In memoriam papa Ras – door Paul en Sas
Hieronder papa’s verhaal zoals verteld
door Paul en mij op 27 oktober 2003. Allereerst heel hartelijk dank, uit naam van de familie, voor jullie
aanwezigheid. Een aantal van jullie hebben we al heel lang niet meer gezien
en hoewel het een droevige gebeurtenis is, vinden we het toch erg fijn om
hier samen met jullie bij elkaar te zijn. Jullie zagen net de hoofddoek van het kleinkind; dat woont in
Saoedië-Arabië en het is zijn nieuwe klederdracht. Wat betreft het programma voor vanmiddag, Saskia en ik gaan eerst een
verhaal vertellen over papa. Dan zal professor Ben Arps - uit naam van
professor Teeuw en hemzelf - papa's carrière toelichten en als laatste zal
Ger van Wengen het een en ander zeggen. Om maar meteen van wal te steken, deze week is na een langdurig
ziekbed een einde gekomen aan een heel rijk en produktief leven. Laten we maar
bij het begin beginnen. Hans is in 1926 geboren in Rotterdam als 3e zoon van
Andries Ras en Plonia Wilhelmina Schreuder. Het was een familie met vier kinderen. Henk was de oudste, dan kwam
Gerrit, dan Hans en dan als enige meisje Tine, die hier gelukkig ook aanwezig
is. Andries had een groothandel in suikerwaren, de firma Ras, en alle
kinderen moesten altijd hard meehelpen in de zaak.

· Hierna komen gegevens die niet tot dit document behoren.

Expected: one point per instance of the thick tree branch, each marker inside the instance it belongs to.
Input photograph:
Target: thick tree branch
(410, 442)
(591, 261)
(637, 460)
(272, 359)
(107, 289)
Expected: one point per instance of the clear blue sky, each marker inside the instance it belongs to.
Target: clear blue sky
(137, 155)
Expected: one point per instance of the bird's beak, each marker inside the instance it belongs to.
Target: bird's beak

Als beloning kregen zij
vaak snoep, misschien niet zo goed voor het gebit (heel wat kunstgebitten in
de familie) en voor de slanke lijn. Hans hield zich slank met turnen en zwemmen, dat laatste was iets wat
hij later ook altijd met veel plezier heeft gedaan. Ook de kinderen en Wied
waren later de klos, ik kan me nog herinneren dat ik na lang treuzelen bij de
eerste zwemlessen gewoon door hem het zwembad in gegooid werd en inderdaad
daarna vrij snel heb leren zwemmen. En zelfs zijn vrouw heeft hij
uiteindelijk tot het nemen van zwemlessen weten over te halen zij het nadat
ze in Giethoorn bij een roeitochtje uit de boot was gevallen en bijna
verdronken. In principe zouden alle kinderen naar de mulo gaan, dat was
gebruikelijk. Maar het paste niet in het straatje van Henk, de oudste van het
stel, en Henk werd na slecht gedrag uiteindelijk naar de HBS verbannen. De
rest van de kinderen volgde in zijn spoor. Na het eindexamen begon de oorlog. Hans was ondergedoken, terwijl Henk
en Gerrit bij de Arbeitseinsatz waren. Na de oorlog begon Hans met de studie
Indologie, de opleiding tot Indisch ambtenaar. Hier hield hij al weer snel mee
op aangezien deze opleiding hem min of meer voorbestemde tot een rol als
dienstplichtige bij de politionele acties op Java, iets waar hij uiteraard
geen zin in had. Na een switch naar economie, waarvan hem de wiskunde niet zo goed
beviel - hij heeft zich later ook altijd verre van Saskia's en mijn
wiskundehuiswerk weten te houden - ging hij naar Frankrijk om aan een stuwdam
te werken. Daar kwam zijn kennis van het Arabisch, opgedaan bij de
Indologiestudie, hem goed van pas, aangezien de meeste arbeidskrachten
Noordafrikanen waren. Het buitenlandzwerven beviel hem goed - ikzelf ben er
uiteindelijk mee besmet - en hij kwam verder nog terecht in Libië, Egypte en
Aden. Toen de tweede politionele actie voorbij was, is hij in militaire
dienst gegaan en vervolgens trad hij in dienst bij de Rotterdamse
handelsonderneming Internatio Muller. Hij was toen 24 en heeft drie jaar in
de rubber gewerkt op Borneo. Hij moest claims behandelen van de afnemers van
de rubber. Dat was een vormende periode waarover we veel verhalen gehoord
hebben. Zoals over toen hij ging zwemmen in de Barito-rivier en achterna werd gezeten
door een krokodil, en over doekoens die door ontslagen werknemers werden
ingeschakeld om zijn huis te beheksen. Enfin, het verblijf op Borneo heeft de
interesse van Hans voor Indonesie in al zijn facetten nog verder gesterkt.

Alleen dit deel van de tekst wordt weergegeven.